Pesta pernikahan, selain sebagai ruang gaduh dan sunyi, seperti yang saya tulis, baca pada postingan hari Minggu (2/11) selumbari, dapat juga menjelma menjadi ruang klarifikasi. Bisa dikatakan begitu, ketika dihadapkan pada komplain parapihak yang tersebab lupa sehingga luput masuk daftar list undangan saat menggelar hajat menikahkan anak.
Saat bertemu sesudah hajatan kita selesai, orang komplain kenapa kok gak diundang. Klarifikasi pun disampaikan dengan permintaan maaf, bukan ada unsur kesengajaan gak ngundang, melainkan lupa. Maklum, karena baru pertama mantu sehingga ada saja teman dan saudara yang terhapus dari ingatan. Baru sadar setelah bertemu dan dihujanin komplain.
![]() |
| Ilustrasi | gambar rs pku muhammadiyah |
Begitulah selumbari, ketika ketemu saat sama-sama kondangan, istri saya mendapat komplain seorang ibu dari teman anak kami. Anak-anak itu berteman sejak TK, SMP pisah dan ketemu lagi di SMANDA. Kebetulan suami dari ibu yang komplain tersebut adalah guru di SMANDA. "Tega, ya, gak ngundang," kata ibu dari teman anak kami, itu sambil ketawa.

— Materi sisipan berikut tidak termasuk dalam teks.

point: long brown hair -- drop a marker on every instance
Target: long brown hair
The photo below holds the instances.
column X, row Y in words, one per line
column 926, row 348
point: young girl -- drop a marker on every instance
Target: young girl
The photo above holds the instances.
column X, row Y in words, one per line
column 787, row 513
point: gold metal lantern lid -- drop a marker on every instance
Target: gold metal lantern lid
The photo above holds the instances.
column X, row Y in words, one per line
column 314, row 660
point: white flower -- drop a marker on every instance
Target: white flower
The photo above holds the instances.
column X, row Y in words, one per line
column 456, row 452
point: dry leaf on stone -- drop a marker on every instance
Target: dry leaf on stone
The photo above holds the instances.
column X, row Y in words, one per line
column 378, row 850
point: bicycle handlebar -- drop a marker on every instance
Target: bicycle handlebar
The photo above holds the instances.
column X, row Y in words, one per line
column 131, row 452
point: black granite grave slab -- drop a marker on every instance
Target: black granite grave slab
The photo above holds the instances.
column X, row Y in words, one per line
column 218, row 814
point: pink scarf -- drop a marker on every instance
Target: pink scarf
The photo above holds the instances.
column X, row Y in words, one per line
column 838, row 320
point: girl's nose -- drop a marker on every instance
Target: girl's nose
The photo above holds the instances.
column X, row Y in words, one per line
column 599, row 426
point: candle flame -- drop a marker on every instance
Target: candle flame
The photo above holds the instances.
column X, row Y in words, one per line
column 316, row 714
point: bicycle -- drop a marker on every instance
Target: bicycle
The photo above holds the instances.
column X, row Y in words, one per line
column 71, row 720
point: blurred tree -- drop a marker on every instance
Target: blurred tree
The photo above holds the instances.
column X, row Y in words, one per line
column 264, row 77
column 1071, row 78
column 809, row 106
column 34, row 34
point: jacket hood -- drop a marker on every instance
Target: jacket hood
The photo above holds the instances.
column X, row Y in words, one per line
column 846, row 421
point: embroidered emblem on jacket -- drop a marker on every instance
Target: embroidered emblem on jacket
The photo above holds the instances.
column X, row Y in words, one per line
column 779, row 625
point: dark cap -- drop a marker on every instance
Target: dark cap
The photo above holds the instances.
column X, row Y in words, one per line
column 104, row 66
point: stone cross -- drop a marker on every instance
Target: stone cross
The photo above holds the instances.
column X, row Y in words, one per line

"Waduh, bukan tega maupun sengaja, Bu. Maklum karena baru pertama mantu, jadi, ya, ada saja yang kelupaan," kelit istri saya beralasan. Tak dimungkiri, kenyataan seperti ini dialami oleh banyak orang, terutama yang baru kali pertama mantu. Naifnya bila yang kelupaan itu justru masih kerabat dekat. Apa kata dunia. Tapi, faktanya banyak kejadian begitu.